Sophie was being difficult again, was watching her in that accusatory way, passing judgment, or rather confirming the various judgments she had already passed. For months now it had been going on like that. She hardly even seemed to talk any more; she merely watched and waited, until it was time to pounce. And Belle, who had always been more completely herself with Sophie than with anyone else, kept jabbering on evasively about things she no longer even thought about: her job at the WPA, for example, which had been cut back to half-time, and her boss, who was driving her mad, she said, which wasn’t remotely true, because she forgot his existence the minute she stepped outside.
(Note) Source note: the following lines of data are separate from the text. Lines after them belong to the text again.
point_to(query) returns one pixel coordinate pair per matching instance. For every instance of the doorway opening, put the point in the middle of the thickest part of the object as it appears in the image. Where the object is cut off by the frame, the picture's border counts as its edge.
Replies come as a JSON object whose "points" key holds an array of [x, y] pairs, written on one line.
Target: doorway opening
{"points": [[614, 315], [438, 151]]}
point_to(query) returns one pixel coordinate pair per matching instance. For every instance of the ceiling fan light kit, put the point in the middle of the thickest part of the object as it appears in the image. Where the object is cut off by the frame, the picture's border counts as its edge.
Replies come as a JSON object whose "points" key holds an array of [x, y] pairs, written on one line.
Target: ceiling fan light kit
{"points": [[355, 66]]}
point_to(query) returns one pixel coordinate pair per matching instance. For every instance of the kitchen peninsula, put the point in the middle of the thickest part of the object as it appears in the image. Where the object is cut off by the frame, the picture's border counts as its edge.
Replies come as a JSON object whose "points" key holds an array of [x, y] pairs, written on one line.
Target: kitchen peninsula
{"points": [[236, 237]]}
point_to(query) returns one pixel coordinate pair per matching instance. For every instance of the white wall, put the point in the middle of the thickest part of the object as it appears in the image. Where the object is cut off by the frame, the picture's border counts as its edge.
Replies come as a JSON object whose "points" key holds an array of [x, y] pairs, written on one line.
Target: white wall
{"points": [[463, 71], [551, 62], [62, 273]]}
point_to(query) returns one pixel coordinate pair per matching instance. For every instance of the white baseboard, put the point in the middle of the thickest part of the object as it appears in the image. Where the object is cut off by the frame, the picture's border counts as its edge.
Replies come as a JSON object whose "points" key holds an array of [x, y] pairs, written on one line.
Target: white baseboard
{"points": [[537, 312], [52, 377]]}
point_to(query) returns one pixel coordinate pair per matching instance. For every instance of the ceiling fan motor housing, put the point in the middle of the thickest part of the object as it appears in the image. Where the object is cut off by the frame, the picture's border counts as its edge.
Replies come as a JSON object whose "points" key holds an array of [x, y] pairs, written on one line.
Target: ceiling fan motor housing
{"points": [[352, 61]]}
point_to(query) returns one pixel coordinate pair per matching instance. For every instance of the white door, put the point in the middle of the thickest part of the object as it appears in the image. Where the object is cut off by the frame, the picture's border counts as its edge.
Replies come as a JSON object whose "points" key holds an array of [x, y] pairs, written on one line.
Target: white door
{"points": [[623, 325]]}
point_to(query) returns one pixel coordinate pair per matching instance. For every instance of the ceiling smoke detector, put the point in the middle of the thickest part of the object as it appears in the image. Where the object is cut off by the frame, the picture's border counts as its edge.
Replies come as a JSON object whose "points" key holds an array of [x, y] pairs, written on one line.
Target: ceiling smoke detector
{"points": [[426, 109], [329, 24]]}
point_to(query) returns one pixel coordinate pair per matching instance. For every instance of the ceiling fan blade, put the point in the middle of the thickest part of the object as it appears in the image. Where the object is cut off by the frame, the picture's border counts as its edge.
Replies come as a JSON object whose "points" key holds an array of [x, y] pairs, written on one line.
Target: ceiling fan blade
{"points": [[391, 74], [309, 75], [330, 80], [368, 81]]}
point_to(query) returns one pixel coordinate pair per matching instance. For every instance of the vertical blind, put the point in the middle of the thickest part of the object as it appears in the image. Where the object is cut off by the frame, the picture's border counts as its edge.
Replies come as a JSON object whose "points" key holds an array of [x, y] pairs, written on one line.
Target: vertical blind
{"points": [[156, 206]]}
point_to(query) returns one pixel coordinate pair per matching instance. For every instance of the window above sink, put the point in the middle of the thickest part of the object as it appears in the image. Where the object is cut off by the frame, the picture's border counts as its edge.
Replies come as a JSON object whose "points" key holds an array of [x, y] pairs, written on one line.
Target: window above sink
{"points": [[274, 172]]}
This time she found herself trying to entertain Sophie with stories about her piecework, as she called it, which consisted of painting horses on ties. The man who paid her had been complaining lately about the quality of her tails: “You haven’t captured the poetry for me,” he said. But Sophie was not amused. Her face was a pantomime of reproach; she fidgeted in her chair, quivering with the need to get it out.

“Why doesn’t he paint the horses?” she asked, meaning Clay. “Then you’d have some time for your painting.”

“Did you just want to see me so you could do this?”

“Do what?”

“What you’re doing now.”

“I’m worried about you, that’s all.”

“Well, don’t be.”

“You haven’t even mentioned the war. I bet you never give it a thought.” Sophie bit her lip. “You’re like someone pushing a piano up a flight of stairs.”

“What’s that supposed to mean?”

“I don’t know. Just an image that came to me. You’ll never admit you’re in trouble.”

“For Christ’s sake, Sophie.”

“You’re in a bad way, you know that? Like someone under a spell.”

“Can’t you let up for five minutes?”

For a second they glared at each other. Then Sophie ducked her head and traced a figure eight on the marble tabletop. “So Madame Dreyfus is going to give him a show uptown. That’s great.”

“It is, sort of.”

“What about your painting? What’s happening with that?”

Belle set down her cup. “Could you not start on that one?”

“You’re burying yourself alive for him.”

“I’m not.”

“Of course you are. And you’re the one who used to yell about that louder than anyone.”

“It’s not personal. It has nothing to do with the personal. It’s about something else.”

“That’s bullshit.”

“It isn’t. You saw his paintings. You know how good they are.”

“I don’t know. I thought some of your stuff last year was pretty good.”

“Don’t be ridiculous. Not like that.”

“So you’ve dedicated yourself to his genius.”

“I am not some poor girlie fresh out of art school. I know what I’m doing. What time is it?”

“Ten past six.”

“I’ve got to go.” She stood up. “Our presence is required at Rosie’s tonight, and I have to iron my black dress. Are you going to give me flak about that too?”

“You’re just angry because you know I’m right. Because I want you to be a serious person.” Sophie sighed, a yenta’s sigh, full of ostentatious patience. “Forget it. I’ll walk you to the corner.”

They both dropped some coins on the table and gathered up their things. “I don’t know,” Belle said. “Who the hell knows what’s going on?” They both knew it was a kind of peace-offering, however lame; she was saying she did not want Sophie to give up on her yet.

They were almost to the corner where they would part when Sophie spoke again. “So is she really as crazy as they say?”

“Who?”

“You know. La Dreyfus.”

Belle slowed down, considering. “Sometimes I think she’s no crazier than the rest of us, she just never had to learn to control herself. So it’s all right out there, the stuff that everyone else hides.”

“But you spend time with her, you go to her parties. Do you like her?”

“Once in a while I feel sorry for her. Nobody could like her.”

“Well, that’s a relief.”

“Why?”

“Because, honeleh, you start liking people like Rosie Dreyfus, you’re really done for. Geendicht. There’s only so much money a person can have in this world and not turn evil. She’s got a lot more than that.”